Die Eskalation der Feindseligkeiten zwischen der bedeutendsten Oppositionspartei und der Regierung macht alle Hoffnungen auf eine Verhandlungslösung zunichte.

Seine Partei PTI behauptete, Khan sei während seiner Festnahme geschlagen worden. Daraufhin protestierten seine Anhänger im ganzen Land, in zahlreichen Städten kam es zu Straßenschlachten. Von mindestens neun Toten, zahlreichen Brandanschlägen auf Gebäude der Regierung und des Militärs sowie fast 4.000 Festnahmen war zuletzt die Rede. Rechtsanwälte kritisieren die Festnahme durch paramilitärische Kräfte als unverhältnismäßig und beunruhigend. Einige Journalisten äußern Verständnis für das harte Vorgehen des Staats, da Khan mit seinen Anschuldigungen seit geraumer Zeit zu weit gegangen sei.

Premierminister Shehbaz Sharif, der auch Vorsitzender der islamisch-konservativen Partei „Pakistanische Muslimliga – Nawaz“ (PML-N) ist, nannte die Demonstranten tags darauf in einer Fernsehansprache an die Nation „Terroristen“ und „Staatsfeinde“, er kündigte eine „exemplarische Bestrafung“ sämtlicher „antistaatlicher Aktivitäten“ in den nächsten drei Tagen „ohne jegliches Entgegenkommen“ an.
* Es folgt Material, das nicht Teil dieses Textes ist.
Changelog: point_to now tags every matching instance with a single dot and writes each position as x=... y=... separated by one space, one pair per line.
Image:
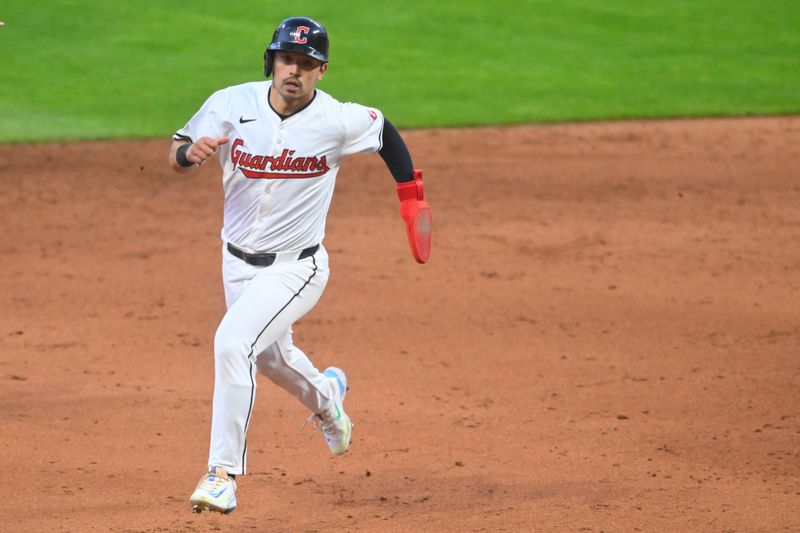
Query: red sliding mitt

Innenminister Rana Sanaullah (PML-N) spricht von „Schlägertruppen“, die von Imran Khan „ausgebildet“ und im Voraus „instruiert“ worden seien, wie sie auf seine Verhaftung reagieren sollten.

Die Vorgänge sind selbst für das krisengewohnte Pakistan beispiellos. Die Eskalation der Feindseligkeiten zwischen der bedeutendsten Oppositionspartei und der Regierung macht alle Hoffnungen auf eine Verhandlungslösung zunichte. Khan provozierte jüngst mit wilden Verschwörungstheorien über die Armee, sodass sich der öffentliche Zorn jetzt primär gegen Eigentum und Einrichtungen des Militärs richtet. Internet und Mobiltelefonie wurden drei Tage lang landesweit stark eingeschränkt; soziale Medien wie Facebook, Twitter und Youtube bleiben weiterhin blockiert. Pakistans Wirtschaft geht es aufgrund verheerender Überschwemmungen, hoher Inflation, hoher Staatsverschuldung und geringer Exportnachfrage schlecht – das Land steht kurz vor der Zahlungsunfähigkeit. Das schürt auch den Ärger in der Bevölkerung, das Misstrauen gegen Regierung und Militär dürfte groß bleiben. Die pakistanische Währung fiel auf ein weiteres Allzeittief, ein US-Dollar kostet mittlerweile fast 300 Rupien, vor einem Jahr waren es noch 190 Rupien.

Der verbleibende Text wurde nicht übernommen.